Nas ruas de São Paulo o grafite é quase unanimidade; está em todas as esquinas, em suas mais diversas formas. De murais gigantes em avenidas principais a furtivas assinaturas nos postes de luz, essa é a forma de arte que domina a cidade. No entanto, o grafite passa por uma verdadeira dualidade, já que ao mesmo tempo em que é incorporado por galerias nobres e campanhas publicitárias de grandes marcas, seu processo caracteristicamente orgânico nas ruas ainda está associado com um velho estigma: o crime. E, aos olhos da sociedade brasileira, o crime tem cor.
Muito associado ao Hip-Hop e à juventude negra periférica, o grafite nasce para além de uma forma de expressão, mas uma ocupação simbólica da cidade. E como os símbolos permanecem, empresas como a Nike e Red Bull aproveitam a estética da arte de rua para se ancorar em ideias como juventude, liberdade e cultura urbana. A simbologia do grafite e da cultura Hip-Hop é vista com muito interesse pelo setor privado.
No entanto, ao considerarmos que artistas pretos são presos em abordagens policiais intimidadoras, impedidos de realizar sua arte, desrespeitados nas ruas e muitas vezes vítimas de injúria racial, percebemos a hipocrisia escancarada. Infelizmente, essas são cenas comuns no dia a dia da comunidade do grafite e o glamour apresentado nas publicidades, omite as marcas da violência que acompanham a vida dos grafiteiros negros.

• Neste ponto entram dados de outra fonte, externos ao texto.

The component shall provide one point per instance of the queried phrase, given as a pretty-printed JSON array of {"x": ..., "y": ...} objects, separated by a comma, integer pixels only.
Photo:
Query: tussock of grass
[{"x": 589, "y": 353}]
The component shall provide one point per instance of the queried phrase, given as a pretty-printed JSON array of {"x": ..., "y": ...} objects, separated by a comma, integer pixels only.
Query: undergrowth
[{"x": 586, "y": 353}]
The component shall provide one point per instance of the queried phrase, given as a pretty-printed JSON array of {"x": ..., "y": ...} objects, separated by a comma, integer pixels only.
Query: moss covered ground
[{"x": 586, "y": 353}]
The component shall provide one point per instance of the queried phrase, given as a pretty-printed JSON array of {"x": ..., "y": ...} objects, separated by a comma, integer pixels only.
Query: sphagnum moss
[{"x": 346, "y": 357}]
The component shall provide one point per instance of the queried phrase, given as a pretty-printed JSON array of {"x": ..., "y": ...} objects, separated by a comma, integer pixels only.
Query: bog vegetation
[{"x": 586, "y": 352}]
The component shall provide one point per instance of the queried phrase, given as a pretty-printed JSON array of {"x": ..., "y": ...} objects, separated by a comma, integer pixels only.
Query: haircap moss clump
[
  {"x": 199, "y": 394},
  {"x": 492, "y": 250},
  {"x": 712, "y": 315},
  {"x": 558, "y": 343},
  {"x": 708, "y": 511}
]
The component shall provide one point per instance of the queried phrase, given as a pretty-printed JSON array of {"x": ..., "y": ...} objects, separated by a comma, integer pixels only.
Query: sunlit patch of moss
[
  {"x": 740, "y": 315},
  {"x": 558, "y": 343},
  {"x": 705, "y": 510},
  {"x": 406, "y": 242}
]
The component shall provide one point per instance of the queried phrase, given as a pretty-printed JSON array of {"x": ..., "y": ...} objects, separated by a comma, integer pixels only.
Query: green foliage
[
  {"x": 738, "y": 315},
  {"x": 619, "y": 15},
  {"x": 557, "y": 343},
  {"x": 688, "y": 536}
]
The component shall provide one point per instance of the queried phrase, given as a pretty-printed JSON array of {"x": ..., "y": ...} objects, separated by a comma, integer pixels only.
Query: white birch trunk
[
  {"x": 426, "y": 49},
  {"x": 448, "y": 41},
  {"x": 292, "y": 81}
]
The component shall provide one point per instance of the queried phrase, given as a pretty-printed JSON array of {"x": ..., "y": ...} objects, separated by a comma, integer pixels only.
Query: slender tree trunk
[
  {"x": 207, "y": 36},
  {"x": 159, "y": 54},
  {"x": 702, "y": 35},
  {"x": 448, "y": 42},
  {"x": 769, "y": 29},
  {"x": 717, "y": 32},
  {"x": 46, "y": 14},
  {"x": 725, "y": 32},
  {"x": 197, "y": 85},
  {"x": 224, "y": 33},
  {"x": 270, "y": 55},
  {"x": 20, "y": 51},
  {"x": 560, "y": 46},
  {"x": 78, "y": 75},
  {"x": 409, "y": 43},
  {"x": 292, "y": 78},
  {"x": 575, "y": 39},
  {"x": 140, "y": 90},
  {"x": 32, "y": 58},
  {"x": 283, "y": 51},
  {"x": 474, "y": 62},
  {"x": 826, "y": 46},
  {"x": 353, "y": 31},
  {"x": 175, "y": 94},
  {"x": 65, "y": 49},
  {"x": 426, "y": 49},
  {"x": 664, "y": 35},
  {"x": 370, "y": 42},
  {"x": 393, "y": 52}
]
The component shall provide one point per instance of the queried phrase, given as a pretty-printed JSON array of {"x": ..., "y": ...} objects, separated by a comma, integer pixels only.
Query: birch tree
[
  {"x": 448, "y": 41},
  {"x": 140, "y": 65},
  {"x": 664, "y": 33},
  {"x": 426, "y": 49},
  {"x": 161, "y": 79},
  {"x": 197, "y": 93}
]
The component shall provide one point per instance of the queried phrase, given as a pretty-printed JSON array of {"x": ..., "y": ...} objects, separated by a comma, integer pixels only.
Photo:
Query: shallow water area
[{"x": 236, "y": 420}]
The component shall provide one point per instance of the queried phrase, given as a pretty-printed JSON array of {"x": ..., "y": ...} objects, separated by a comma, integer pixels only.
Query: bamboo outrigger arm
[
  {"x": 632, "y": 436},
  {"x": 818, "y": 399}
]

De acordo com Kleber Pagu, produtor cultural, ativista e grafiteiro, mesmo com a sua contribuição através da arte, servindo de instrumento na formação de uma sociedade mais crítica e inteligente, ele se sente injustiçado diante da marginalização que sofre. O artista que sempre é divertido e brincalhão, conta a dor da discriminação com lágrimas nos olhos. O anseio por mudar o cenário das comunidades por onde passa e denunciar os descasos que acompanha, bate de frente com a realidade nua e crua da vida, em que o problema das cores ultrapassa as paredes.
Desde 1989, o racismo é considerado crime no Brasil, e em 2023, o crime de injúria racial foi equiparado ao crime de racismo. Em teoria, atacar racialmente um único indivíduo é tão grave quanto atacar o coletivo. Contudo, vemos que essa não é a realidade do cotidiano e que na maioria das vezes o racismo é velado, inconsciente e enraizado de maneira a se passar por algo “comum”, “normal” ou “inocente”.
Wellington Neri, mais conhecido como “Tim”, também conta inúmeras situações que passa na rotina como artista e grafiteiro. A aceitação vem acompanhada de um tom humorístico, que parece surgir como disfarce do incômodo. Ele conta que diversas vezes, pessoas oferecem marmitas e moedas enquanto ele faz alguma obra artística. “A gente sabe que é por causa da cor, porque se fosse um homem branco ninguém ofereceria coisas assim”, afirma Neri.
A dualidade presente no grafite ganha ainda mais forma considerando a teoria da Améfrica, de Lélia Gonzalez. Nela, a autora explica que o racismo no Brasil se dá de maneira única e peculiar, um processo que ela denomina como “Racismo por denegação”. Ela defende que, em países de origem latina, essa estrutura racista é mais comum. Aqui, a discriminação ocorre através da negação da existência da opressão, aumentando ainda mais a desumanização.
O processo se repete no âmbito do grafite, havendo preconceito contra esses artistas enquanto seus painéis estão sendo incorporados nas cidades. A repressão ao grafite nunca esteve desvinculada da opressão aos sujeitos que o realizam. O que vemos aqui é a aderência do mercado aos nichos do grafite considerados como mais “assimiláveis”, enquanto há uma recusa da essência mais basal da arte.
O grafite segue ocupando São Paulo como uma espécie de espelho da própria cidade e, apesar de vibrante, contrapõe a profunda desigualdade que os paulistas vivem. Entre tintas e olhares atravessados, os artistas insistem em pintar não apenas paredes, mas a memória coletiva de uma metrópole que consome a estética da periferia, mas resiste em reconhecer plenamente a humanidade de quem a produz.
A partir disso, a arte se revela mais uma vez como potente, à medida que não permanece domesticada a murais, mas se torna a denúncia silenciosa de um país que ainda escolhe quem pode ser visto como artista.